In conclusion, working with "the" recurrence rate in pilonidal sinus (using not specified, median or mean follow up interval) is not to be recommended, as it may be grossly incorrect. Further studies on pilonidal sinus should always state a 5-year or 10-year recurrence rate, as can be easily deduced from applied Kaplan Meier analysis.

Dietrich Doll & Theo Evers

Reference List

1. McCallum IJ, King PM, Bruce J. Healing by primary closure versus open healing after surgery for pilonidal sinus: systematic review and meta -analysis. BMJ 2008;336:868-71.

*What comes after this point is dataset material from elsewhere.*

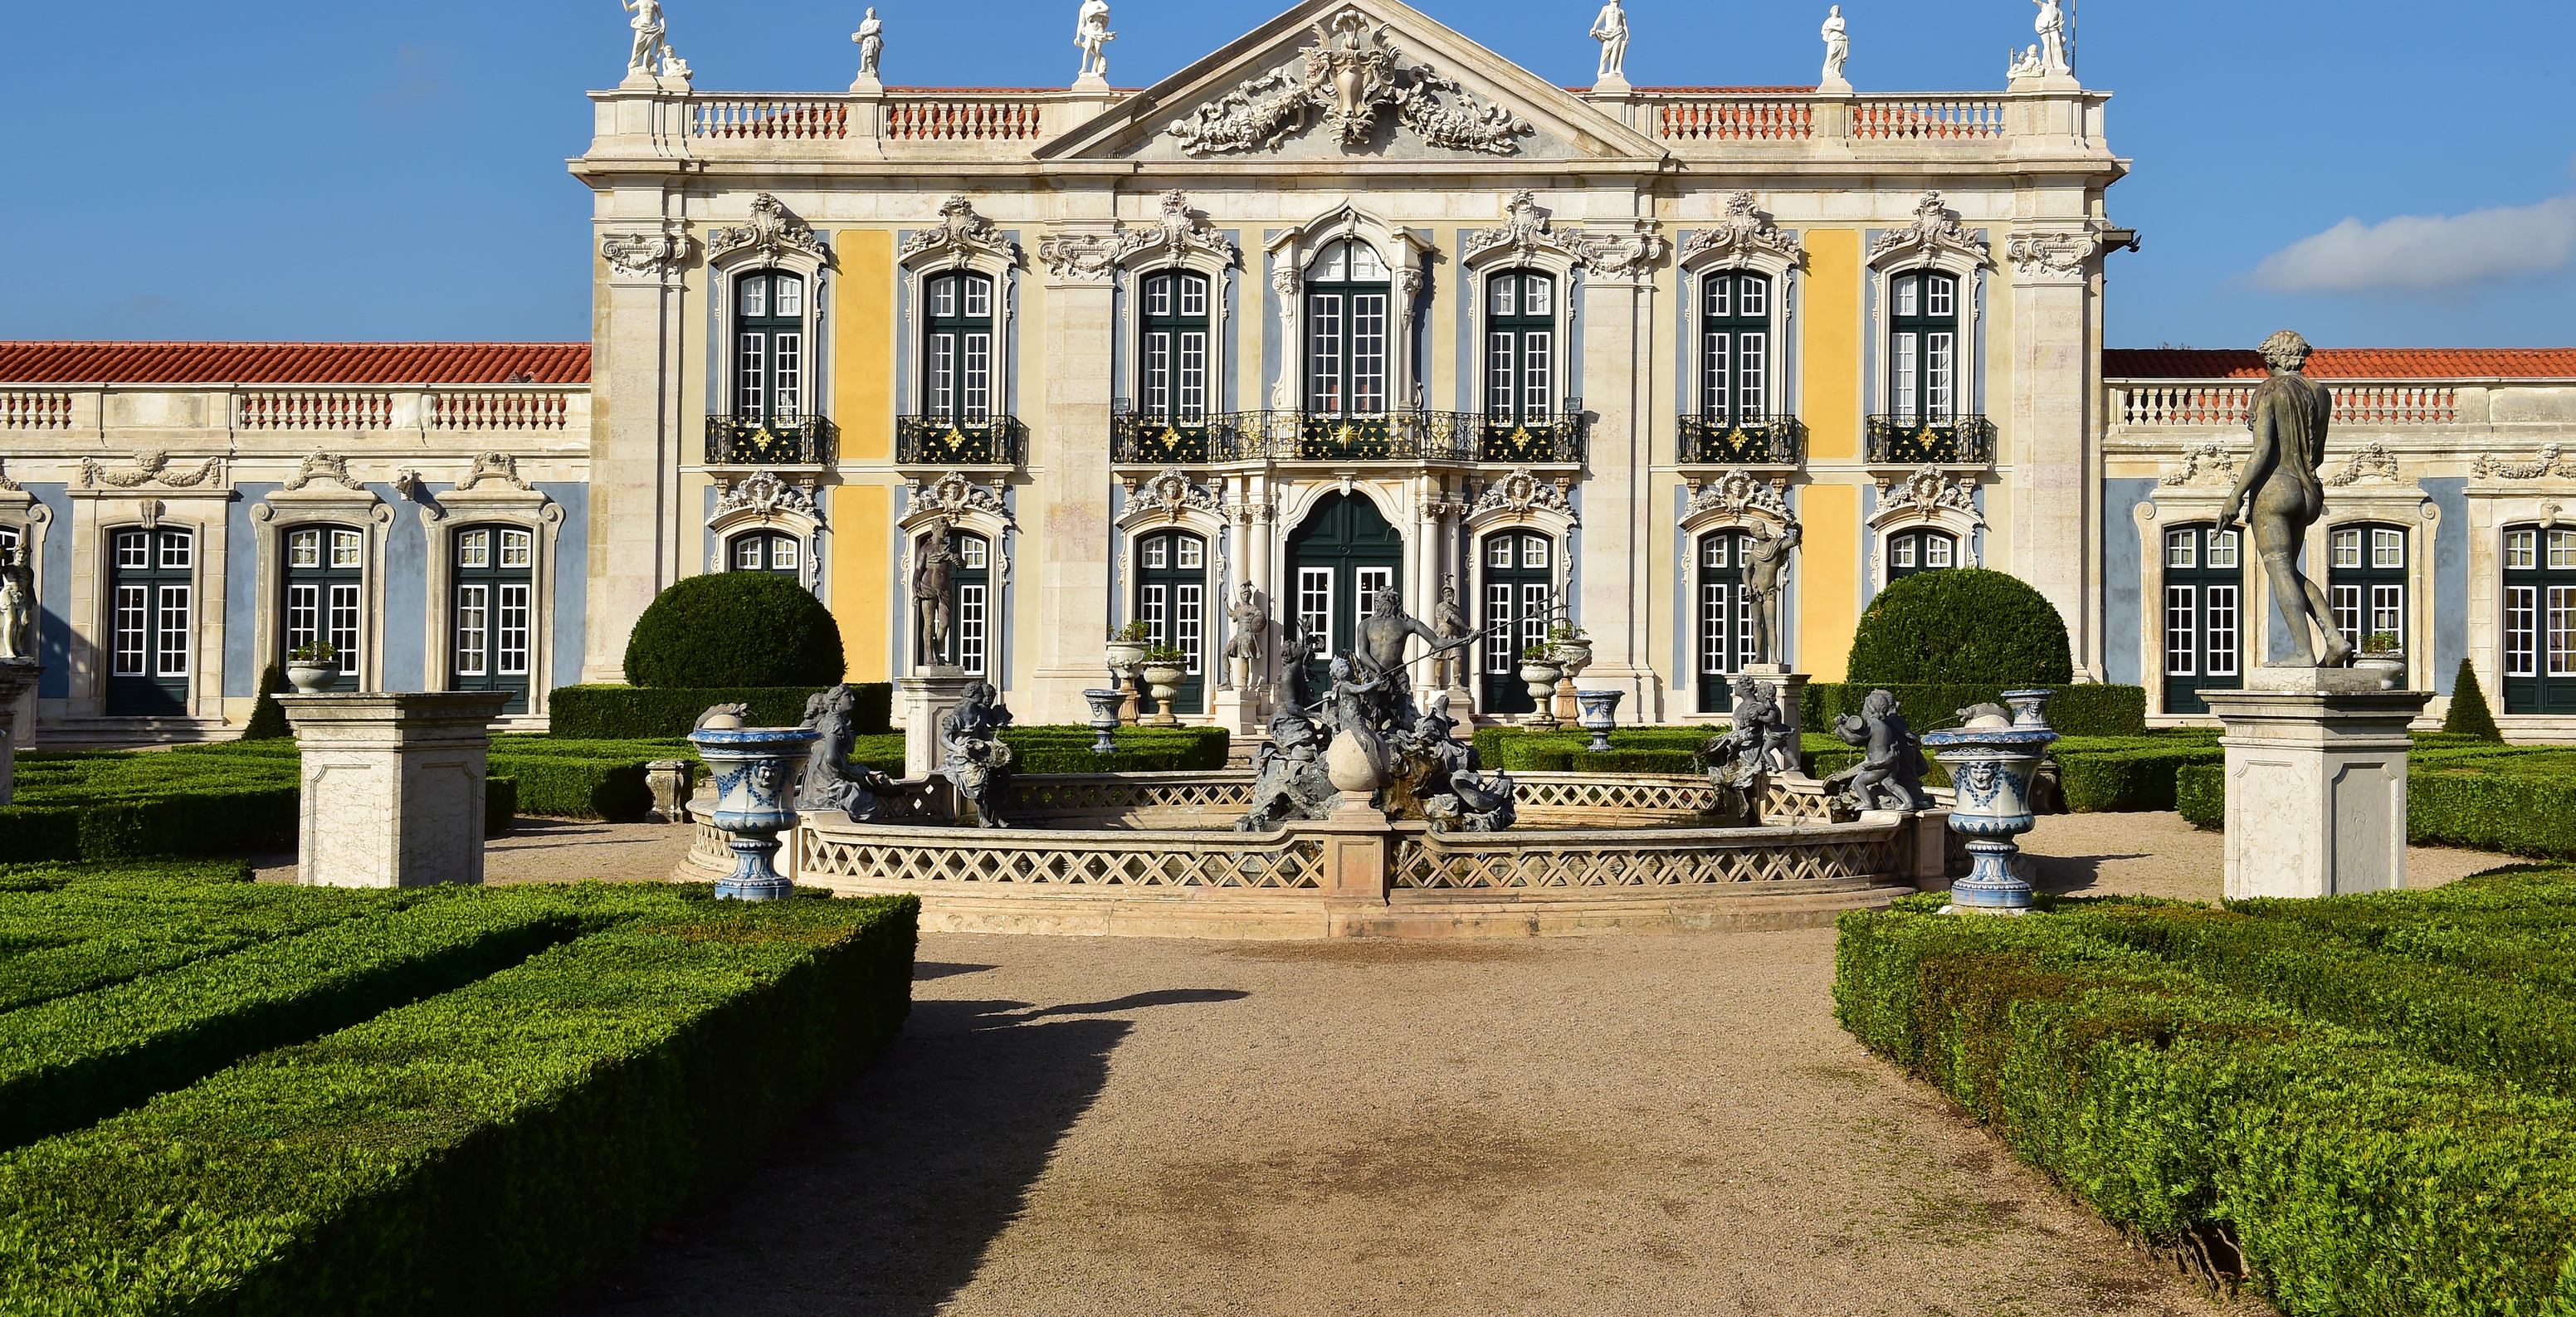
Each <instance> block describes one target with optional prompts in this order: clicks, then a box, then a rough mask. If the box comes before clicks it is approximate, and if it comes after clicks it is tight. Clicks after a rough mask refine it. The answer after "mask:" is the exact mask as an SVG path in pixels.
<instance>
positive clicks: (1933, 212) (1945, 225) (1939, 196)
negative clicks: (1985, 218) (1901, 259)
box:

2. Petersen S, Koch R, Stelzner S, Wendlandt TP, Ludwig K. Primary closure techniques in chronic pilonidal sinus: a survey of the results of different surgical approaches. Dis.Colon Rectum 2002;45:1458-67.

3. Doll D, Krueger CM, Schrank S, Dettmann H, Petersen S, Duesel W. Timeline of recurrence after primary and secondary pilonidal sinus surgery. Dis.Colon Rectum 2007;50:1928-34.

4. Doll D, Novotny A, Rothe R, Kristiansen JE, Wietelmann K, Boulesteix AL et al. Methylene Blue halves the long-term recurrence rate in acute pilonidal sinus disease. Int.J Colorectal Dis. 2008;23:181-7.

5. Doll D, Friederichs J, Dettmann H, Boulesteix AL, Duesel W, Petersen S. Time and rate of sinus formation in pilonidal sinus disease. Int.J Colorectal Dis. 2007.